Irwin, the child (Duel Farnes), has four angels who have come to Northfork to find him and test him for authenticity. He is an angel whose own wings and halo have been amputated; we see the scars from the operation. Are the angels real? Certainly they're a strange group: Flower Hercules (Darryl Hannah) is a beautiful hermaphrodite; Cod (Ben Foster) is a mute cowboy; Happy (Anthony Edwards) is apparently blind and has wooden hands, but sees, perhaps, through his mutiple-lensed glasses; and Cup of Tea (Robin Sachs) is sarcastic and talks a lot to little purpose.

At the same time a group of six Evacuators have been hired by the dam authorities to remove the last of Northfork's inhabitants; they travel in their immaculate black Ford sedans, in pairs identically dressed in black suits, ties and overcoats and hats. And each pair carries a suitcase with angel wings in it, to give to the evacuees. Are they agents of the devil? They've been promised new lakefront property if they remove enough people. But one resident shoots at them; another has built an ark to float away on the new lake, though the only thing he has two of is wives.

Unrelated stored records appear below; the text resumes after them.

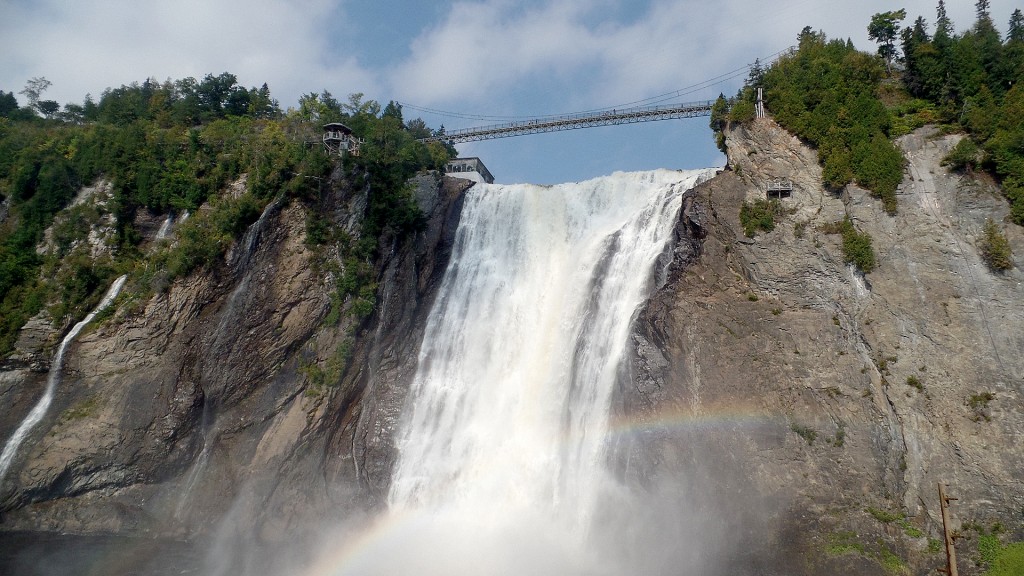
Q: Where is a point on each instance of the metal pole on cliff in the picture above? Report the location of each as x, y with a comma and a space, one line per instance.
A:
950, 551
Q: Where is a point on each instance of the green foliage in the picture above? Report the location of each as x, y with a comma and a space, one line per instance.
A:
87, 408
882, 516
892, 563
742, 111
173, 147
844, 542
974, 80
760, 214
979, 404
995, 248
884, 29
719, 118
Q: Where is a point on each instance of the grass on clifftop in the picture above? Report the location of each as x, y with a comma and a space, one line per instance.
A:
857, 248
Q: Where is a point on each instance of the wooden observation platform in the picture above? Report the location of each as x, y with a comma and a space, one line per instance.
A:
339, 139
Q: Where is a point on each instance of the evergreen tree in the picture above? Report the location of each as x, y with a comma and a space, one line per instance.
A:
8, 104
943, 27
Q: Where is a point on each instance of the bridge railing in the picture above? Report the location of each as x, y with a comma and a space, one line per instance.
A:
574, 121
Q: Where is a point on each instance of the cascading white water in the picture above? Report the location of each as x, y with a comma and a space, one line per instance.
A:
52, 380
502, 455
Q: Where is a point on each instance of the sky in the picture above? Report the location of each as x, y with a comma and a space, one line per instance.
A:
487, 58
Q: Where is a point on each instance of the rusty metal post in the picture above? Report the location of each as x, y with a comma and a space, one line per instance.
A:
950, 551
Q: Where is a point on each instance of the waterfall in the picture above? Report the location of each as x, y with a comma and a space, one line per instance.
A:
502, 457
165, 228
52, 381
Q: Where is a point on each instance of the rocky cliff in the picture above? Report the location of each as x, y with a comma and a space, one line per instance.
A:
229, 394
814, 409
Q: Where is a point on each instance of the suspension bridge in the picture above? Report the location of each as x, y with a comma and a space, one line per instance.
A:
541, 124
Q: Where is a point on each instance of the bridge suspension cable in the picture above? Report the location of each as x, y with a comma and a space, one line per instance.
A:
574, 121
658, 98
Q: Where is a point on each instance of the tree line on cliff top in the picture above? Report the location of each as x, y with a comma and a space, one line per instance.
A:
850, 104
167, 148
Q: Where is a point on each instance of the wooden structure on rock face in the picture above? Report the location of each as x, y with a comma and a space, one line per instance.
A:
779, 188
463, 167
339, 139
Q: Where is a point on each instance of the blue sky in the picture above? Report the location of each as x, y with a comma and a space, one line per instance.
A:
486, 57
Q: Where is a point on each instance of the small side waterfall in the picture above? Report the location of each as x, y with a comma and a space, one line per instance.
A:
165, 228
52, 381
503, 451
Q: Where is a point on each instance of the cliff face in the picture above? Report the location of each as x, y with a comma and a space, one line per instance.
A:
198, 403
814, 408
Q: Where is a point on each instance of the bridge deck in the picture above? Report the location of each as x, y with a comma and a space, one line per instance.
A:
574, 121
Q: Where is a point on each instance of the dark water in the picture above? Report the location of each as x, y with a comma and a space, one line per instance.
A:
35, 553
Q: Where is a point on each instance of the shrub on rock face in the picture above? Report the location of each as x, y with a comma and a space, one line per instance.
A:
995, 248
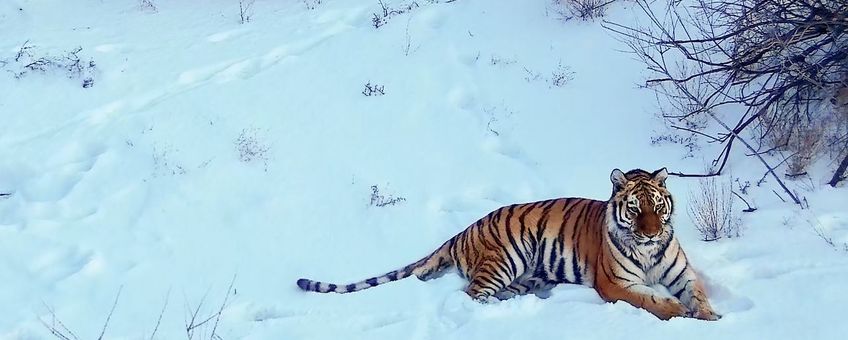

The film moves at its own pace, with no obligation to meet conventional standards of plot or dramatic tension. There aren't more than a few dozen lines of dialogue in the whole film. So what is it about? I think it's about being orphaned and abandoned, the town as well as the child - about heaven, or at least a possible kind of heaven - and about love and death. The boss of the Evacuators is a caricature; but one of the pairs, a father and son, Walter and Willis O'Brien (James Woods and Mark Polish) have much that holds them together; it is Willis's mother who is still buried in the cemetery.

Some of the time the film is needlessly lugubrious, and I wish the script had been richer and deeper; it is as though the Polish brothers, having created a breathtaking conceit, were not quite up to the task of fleshing it out. A number of critics, reaching for something to hold onto, have compared it to Wim Wenders' "Wings of Desire," which is also about angels on earth. But Wenders' film deals with angels making choices; here it is the humans who must make choices. The similarity for me is that both films lose their tension and sag at various times. But in both cases we must honor film artists who are as bold and brave as they. The Polish brothers have made a film that will be watched for many years to come; and after all, how many filmmakers can say that?